First Home Buyers: Don’t Rush In

Many in the media are saying that the latest interest rate cut makes property more affordable for first home buyers. I disagree.

Let us remember this is the lowest interest rate in over 30 years. Rates are artificially low to stimulate the economy short term. This is not normal or even an average.

So it is fair to assume that over the 25 to 30 year loan term that interest rates will go up again. If you can’t afford the repayments when interest rates go back up (as they will) then buying a house now is a recipe for future financial stress.

The current interest rate only makes a home more affordable if you can fix your rate at current levels for 30 years.
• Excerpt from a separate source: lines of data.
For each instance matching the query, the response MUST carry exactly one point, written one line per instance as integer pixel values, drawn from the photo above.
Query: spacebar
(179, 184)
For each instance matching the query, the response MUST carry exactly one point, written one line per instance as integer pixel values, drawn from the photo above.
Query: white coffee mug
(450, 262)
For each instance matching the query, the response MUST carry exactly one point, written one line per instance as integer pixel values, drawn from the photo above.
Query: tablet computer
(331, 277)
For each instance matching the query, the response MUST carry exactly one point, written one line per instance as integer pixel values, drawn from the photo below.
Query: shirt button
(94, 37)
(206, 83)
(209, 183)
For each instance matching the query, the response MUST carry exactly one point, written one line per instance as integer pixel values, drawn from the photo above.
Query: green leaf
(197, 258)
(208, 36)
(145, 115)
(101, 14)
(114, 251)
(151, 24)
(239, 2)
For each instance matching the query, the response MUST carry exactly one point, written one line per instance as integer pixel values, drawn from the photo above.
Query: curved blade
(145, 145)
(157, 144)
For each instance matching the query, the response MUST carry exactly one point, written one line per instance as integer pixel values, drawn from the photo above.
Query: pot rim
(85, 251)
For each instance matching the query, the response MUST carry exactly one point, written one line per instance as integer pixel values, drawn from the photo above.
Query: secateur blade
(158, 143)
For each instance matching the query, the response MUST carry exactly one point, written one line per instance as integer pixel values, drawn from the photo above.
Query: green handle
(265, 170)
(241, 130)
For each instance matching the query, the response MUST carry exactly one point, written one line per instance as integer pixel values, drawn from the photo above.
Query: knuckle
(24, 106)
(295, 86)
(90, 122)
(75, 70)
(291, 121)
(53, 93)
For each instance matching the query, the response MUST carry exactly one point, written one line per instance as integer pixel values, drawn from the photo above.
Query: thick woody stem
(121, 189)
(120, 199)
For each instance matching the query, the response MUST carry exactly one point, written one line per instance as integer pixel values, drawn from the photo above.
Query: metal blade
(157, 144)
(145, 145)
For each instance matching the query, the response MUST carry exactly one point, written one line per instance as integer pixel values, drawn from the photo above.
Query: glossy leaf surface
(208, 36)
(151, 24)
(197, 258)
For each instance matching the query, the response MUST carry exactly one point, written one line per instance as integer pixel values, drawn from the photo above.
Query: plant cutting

If you still buy even though you can only just afford the repayments now then you are betting that your income will increase quicker than interest rates. Start praying that it does.

The only thing that makes the house more affordable is free cash in the form of the First Home Owners Grant.

House prices will perhaps stop decreasing so rapidly. Lower interest rates reduce the pressure on would be sellers so they will be less inclined to drop the price of their house. It is suddenly more affordable for them to hold on.

Of course you could be really creative and just buy a less expensive house that you could afford.

TIP: calculate your affordability based on the repayments if interest rates are 3% higher than they are at the time of purchase. Then make repayments at that level right from the start.

Housing affordability an urgent problem, but who’s to blame?

Housing affordability is an urgent problem, even at crisis point if you read the continuous media coverage over the past year. And within the first couple of days of the current Australian Federal Election campaign the politicians had jumped on the bandwagon with policies for our housing affordability crisis. Interest groups have also been cramming the inboxes of journalists with the latest research and opinion pieces of who is to blame and what should be done about it.

Much of the consumer research I have read has been self-interested and tailored to push the particular barrow of the group financing the research. One piece of data that is more robust is the Housing Affordability Index jointly published by the HIA (Housing Industry Association) and the Commonwealth Bank. It’s more robust in its methodology, but not necessarily in the conclusions drawn from the research.

Released today, the September quarter HIA/Commonwealth Bank First Home Buyer Housing Affordability Index showed that mortgage repayments account for 31.7 per cent of total first home buyer income. (Anything above 30 per cent is considered unaffordable and stressful.)

Commenting on the data Ron Silberberg, Managing Director of HIA noted “it is unacceptable that a typical first home buyer would have to place themselves in mortgage stress to purchase a home.” (Read the media release here.)

Mr Silberberg, everyone has choices; no one HAS TO place themselves in mortgage stress . You don’t need to buy a house that you cannot afford. You can choose to buy a lower cost house that is affordable. To do so probably requires some compromises. Perhaps you need to lower your expectations of the age of the house, the current quality, the proximity to the CBD or water or other nice amenities. But all of these are choices.

It is a choice to borrow an extra $100,000 rather than accommodate an extra 15 minutes travel to and from your places of work and play. (Is that 15 minutes really worth an extra $122,000 in interest over 25 years? Maybe or maybe not – it’s your choice.)

The real housing affordability crisis is one of a crisis of expectations!

What we can interpret from the HIA/Commonwealth Bank First Home Buyer Housing Affordability Index is that first home buyers are choosing to place themselves under more mortgage stress rather than further lower their expectations.